Der Köbes entfernt sich kopfschüttelnd und knurrt in Richtung seiner Kollegin: „Die beiden haben wohl schon einiges intus. Nun habe ich die Faxen satt.“ „Bitte zwei Bier“, rufe ich ihm schnell nach.
„Kommt sofort, Lady“, brummt er.
Zwei Minuten später stehen die Bierchen frisch gezapft vor uns, nachdem wir zwei dicke Bleistiftstriche auf dem Bierdeckel haben. Plötzlich unterbricht hinter uns eine schimpfende Stimme unsere spielerische Konversation. Seit einer Stunde habe er den Spielautomaten gefüttert, ohne auch nur den kleinsten Gewinn erzielt zu haben, schimpft ein Gast. Ärgerlich bezahlt er seinen Deckel und entschwindet hinter dem schweren, alten Vorhang nach draußen. Wir beide nehmen noch einen tiefen Schluck, schauen uns an, nicken, rutschen von den Hockern und haben es ja nicht weit zum geizigen Automaten.
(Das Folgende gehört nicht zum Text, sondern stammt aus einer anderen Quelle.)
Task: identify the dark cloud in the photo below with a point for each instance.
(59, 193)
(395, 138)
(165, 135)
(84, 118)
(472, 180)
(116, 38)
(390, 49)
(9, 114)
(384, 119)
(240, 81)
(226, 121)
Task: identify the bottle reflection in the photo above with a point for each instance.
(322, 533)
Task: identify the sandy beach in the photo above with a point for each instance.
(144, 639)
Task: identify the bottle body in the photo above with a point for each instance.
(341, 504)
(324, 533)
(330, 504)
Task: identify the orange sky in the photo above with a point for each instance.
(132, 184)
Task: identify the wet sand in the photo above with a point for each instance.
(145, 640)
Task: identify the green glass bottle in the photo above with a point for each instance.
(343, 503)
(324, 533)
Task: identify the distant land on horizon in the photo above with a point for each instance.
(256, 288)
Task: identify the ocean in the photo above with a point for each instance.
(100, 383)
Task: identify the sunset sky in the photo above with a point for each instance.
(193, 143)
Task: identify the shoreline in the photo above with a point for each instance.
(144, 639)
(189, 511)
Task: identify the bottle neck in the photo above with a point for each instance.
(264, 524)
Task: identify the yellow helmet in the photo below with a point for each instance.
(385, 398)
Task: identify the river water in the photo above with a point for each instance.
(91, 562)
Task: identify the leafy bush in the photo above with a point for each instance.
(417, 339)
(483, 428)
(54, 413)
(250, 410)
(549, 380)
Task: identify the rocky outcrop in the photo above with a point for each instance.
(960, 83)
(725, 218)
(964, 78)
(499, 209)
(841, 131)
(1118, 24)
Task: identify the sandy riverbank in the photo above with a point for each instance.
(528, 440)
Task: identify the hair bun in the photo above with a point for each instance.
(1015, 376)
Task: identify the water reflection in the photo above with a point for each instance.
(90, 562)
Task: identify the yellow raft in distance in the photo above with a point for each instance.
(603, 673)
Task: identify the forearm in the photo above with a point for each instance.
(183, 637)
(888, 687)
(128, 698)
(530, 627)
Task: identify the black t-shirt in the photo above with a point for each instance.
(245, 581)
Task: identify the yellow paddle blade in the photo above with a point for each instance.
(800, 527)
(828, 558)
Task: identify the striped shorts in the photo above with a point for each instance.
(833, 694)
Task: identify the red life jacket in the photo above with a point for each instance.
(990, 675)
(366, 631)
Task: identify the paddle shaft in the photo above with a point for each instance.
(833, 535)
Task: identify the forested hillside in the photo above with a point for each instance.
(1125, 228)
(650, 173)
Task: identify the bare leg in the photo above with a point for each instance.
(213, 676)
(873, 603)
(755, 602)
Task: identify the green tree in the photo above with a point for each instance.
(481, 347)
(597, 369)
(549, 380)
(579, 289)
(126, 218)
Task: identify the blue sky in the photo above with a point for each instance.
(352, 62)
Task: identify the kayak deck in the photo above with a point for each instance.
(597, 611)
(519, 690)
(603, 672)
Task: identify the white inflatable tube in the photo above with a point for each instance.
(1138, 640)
Zwei Seelen – ein Gedanke. Ich wurschtle in meiner Jackentasche und bringe zwei passende Münzen zu Tage, lasse sie in den vorgesehen Schlitz plumpsen und meine: „Jetzt bestellen wir noch zwei Bierchen und warten mal ab, ob dem Automat mein Geld gefällt.“ Wir lassen ihn in Ruhe – er macht so einige kleine Geräusche und plötzlich ein lautes nicht enden wollendes Klappern von herunterfallenden Geldmünzen. So schnell wie jetzt sind wir vorhin nicht von unseren Hockern gekommen. Vom hinteren Tisch der Skatspieler ruft einer sehr laut: „Köbes, zieh den Stecker vom Automat – der ist kaputt – der spuckt.“
Wir beide grinsen uns an und nehmen Hände voll Münzen aus dem überquellenden Münzfach. „Was machen wir jetzt?“, fragt Margit.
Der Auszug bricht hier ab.